Tools such as cellphones help people stay in touch, find out way around and document life. When they’re used in crimes, investigators need other tools to examine those electronic devices.

“We can even extract deleted pictures, deleted videos. There's a lot of web history that we can track down. There's timelines, because throughout the phone it creates records if you stand up, if you move, the steps you take. All of that creates a timeline. So, we can maybe create a timeline if there's a crime committed, or place a suspect in a location,” explained Jesus Morales, a forensic digital analyst.

Morales is one of the investigators opening up phones to pull data off them. They’re using tools acquired by the Starr County District Attorney’s Office through internal revenue and grants.

District Attorney Omar Escobar, Jr. says getting the equipment was imperative for investigative agencies in the county.

“They would seize the phones as evidence, get search warrants, and then they'd have to send them off to a location to be able to get that information extraction. That's what would happen, but that took a long time. It would take six months, a year, and in some cases years,” Escobar said.

Escobar says the equipment is also helping the Department of Public Safety and schools investigating their own cases which go beyond crime. Last month, the body of an immigrant man was found without identification, but with a water-logged phone in the river.

“The sheriff's office came for our help because he had a cellphone. We were able to get a contact list and we were able to call their family members in Mexico and they were able to recover the body,” said Morales.

When bodies are found and evidence is gathered, they’re hoping to use this tool. It’s called a M-VAC designed to extract biological evidence from evidence that proved resilient to current methods.

“One of the things that this equipment can do is extract DNA from pieces of evidence that are right now sitting in an evidence bin somewhere,” said Commander Robert Caples with the special crimes unit.
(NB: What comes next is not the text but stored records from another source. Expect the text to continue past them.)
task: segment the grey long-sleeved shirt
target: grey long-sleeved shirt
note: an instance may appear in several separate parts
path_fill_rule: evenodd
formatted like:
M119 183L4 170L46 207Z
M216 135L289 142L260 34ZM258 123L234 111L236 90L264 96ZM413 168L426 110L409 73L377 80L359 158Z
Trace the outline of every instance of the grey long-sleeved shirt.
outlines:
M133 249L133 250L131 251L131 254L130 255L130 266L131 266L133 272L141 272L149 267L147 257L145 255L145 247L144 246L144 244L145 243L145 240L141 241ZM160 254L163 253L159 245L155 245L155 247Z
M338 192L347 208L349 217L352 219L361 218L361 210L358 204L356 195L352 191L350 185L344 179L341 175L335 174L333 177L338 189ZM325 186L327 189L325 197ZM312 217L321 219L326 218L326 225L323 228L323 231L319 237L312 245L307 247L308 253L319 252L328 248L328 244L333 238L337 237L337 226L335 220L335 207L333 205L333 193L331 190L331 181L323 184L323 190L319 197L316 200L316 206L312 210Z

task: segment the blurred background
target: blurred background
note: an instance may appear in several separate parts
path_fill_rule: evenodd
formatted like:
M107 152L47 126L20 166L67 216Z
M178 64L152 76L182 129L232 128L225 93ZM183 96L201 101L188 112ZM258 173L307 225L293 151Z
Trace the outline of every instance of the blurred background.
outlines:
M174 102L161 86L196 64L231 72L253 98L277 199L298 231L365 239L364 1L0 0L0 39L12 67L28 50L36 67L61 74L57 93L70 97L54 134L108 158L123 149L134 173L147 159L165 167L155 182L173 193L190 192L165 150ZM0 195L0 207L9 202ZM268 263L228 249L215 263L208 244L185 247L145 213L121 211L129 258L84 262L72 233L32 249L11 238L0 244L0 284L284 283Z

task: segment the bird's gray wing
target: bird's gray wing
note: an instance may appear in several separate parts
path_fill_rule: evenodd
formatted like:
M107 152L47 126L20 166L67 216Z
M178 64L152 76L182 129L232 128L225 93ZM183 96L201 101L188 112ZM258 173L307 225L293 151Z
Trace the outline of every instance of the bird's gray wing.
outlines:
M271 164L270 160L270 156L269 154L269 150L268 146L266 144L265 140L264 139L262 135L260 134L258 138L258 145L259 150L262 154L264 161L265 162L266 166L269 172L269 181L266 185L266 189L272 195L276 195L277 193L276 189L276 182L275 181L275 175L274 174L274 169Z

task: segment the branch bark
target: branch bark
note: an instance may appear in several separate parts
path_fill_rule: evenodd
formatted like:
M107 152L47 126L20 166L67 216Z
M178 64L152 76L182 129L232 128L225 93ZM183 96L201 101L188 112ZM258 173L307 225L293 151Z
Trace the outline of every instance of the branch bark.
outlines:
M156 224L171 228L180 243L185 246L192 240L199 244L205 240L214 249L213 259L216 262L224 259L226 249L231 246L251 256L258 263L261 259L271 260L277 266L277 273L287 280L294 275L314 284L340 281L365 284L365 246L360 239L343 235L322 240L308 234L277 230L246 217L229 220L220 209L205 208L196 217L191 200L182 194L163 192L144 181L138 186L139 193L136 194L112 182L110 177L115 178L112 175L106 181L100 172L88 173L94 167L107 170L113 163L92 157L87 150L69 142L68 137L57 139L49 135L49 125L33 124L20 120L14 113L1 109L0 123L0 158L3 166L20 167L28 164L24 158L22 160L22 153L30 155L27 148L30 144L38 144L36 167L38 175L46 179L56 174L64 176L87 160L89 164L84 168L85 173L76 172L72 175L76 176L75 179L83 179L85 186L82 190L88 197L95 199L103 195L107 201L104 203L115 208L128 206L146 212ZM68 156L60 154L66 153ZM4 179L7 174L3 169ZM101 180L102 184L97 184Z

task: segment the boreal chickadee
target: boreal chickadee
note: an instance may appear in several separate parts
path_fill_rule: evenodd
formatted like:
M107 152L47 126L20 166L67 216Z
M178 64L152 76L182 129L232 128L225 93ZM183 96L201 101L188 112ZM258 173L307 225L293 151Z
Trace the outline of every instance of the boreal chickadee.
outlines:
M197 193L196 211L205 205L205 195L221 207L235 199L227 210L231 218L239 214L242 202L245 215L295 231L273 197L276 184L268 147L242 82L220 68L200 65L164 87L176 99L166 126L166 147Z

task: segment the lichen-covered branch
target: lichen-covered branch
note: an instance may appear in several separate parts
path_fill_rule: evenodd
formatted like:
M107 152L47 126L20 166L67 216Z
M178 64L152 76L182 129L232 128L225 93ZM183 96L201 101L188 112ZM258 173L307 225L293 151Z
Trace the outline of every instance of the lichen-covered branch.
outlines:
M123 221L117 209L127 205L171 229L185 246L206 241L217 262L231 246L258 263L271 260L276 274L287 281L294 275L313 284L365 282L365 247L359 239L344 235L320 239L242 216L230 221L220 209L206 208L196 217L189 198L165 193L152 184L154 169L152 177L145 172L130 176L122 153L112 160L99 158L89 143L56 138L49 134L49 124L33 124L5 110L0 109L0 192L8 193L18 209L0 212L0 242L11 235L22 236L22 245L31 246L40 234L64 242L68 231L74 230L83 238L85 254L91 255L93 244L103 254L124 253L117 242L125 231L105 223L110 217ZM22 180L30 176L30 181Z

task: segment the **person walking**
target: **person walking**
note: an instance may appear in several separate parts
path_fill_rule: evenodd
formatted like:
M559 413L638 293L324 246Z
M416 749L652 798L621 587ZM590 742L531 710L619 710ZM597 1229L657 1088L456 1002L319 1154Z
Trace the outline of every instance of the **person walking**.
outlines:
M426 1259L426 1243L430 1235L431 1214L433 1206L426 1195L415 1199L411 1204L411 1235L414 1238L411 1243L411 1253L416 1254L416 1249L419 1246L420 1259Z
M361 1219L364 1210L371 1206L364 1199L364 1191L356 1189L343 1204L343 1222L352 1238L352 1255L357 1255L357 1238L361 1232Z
Caples is waiting to use it on cold cases. However, there’s a hold up.

Escobar explained, “The technology is so advanced right now, that only private labs can test it. DPS is not necessarily in the position yet to test this stuff, but I'm very confident that they will.”

CHANNEL 5 NEWS reached out to DPS this week to explain whether they’ll be able to process evidence from this tool. They’re working on a response.

We asked the DA why they’re acquiring these tools now as he’s approaching reelection. He said they were trying to get one of their investigators into the program that allowed for their digital forensics unit since last year. This year, someone dropped out of that limited class, allowing Starr County an opportunity to climb aboard. That came with the equipment donation.

As for the M-VAC, it was a result of a summer conference attended by a different investigator who became interested in its cold case assistance capabilities.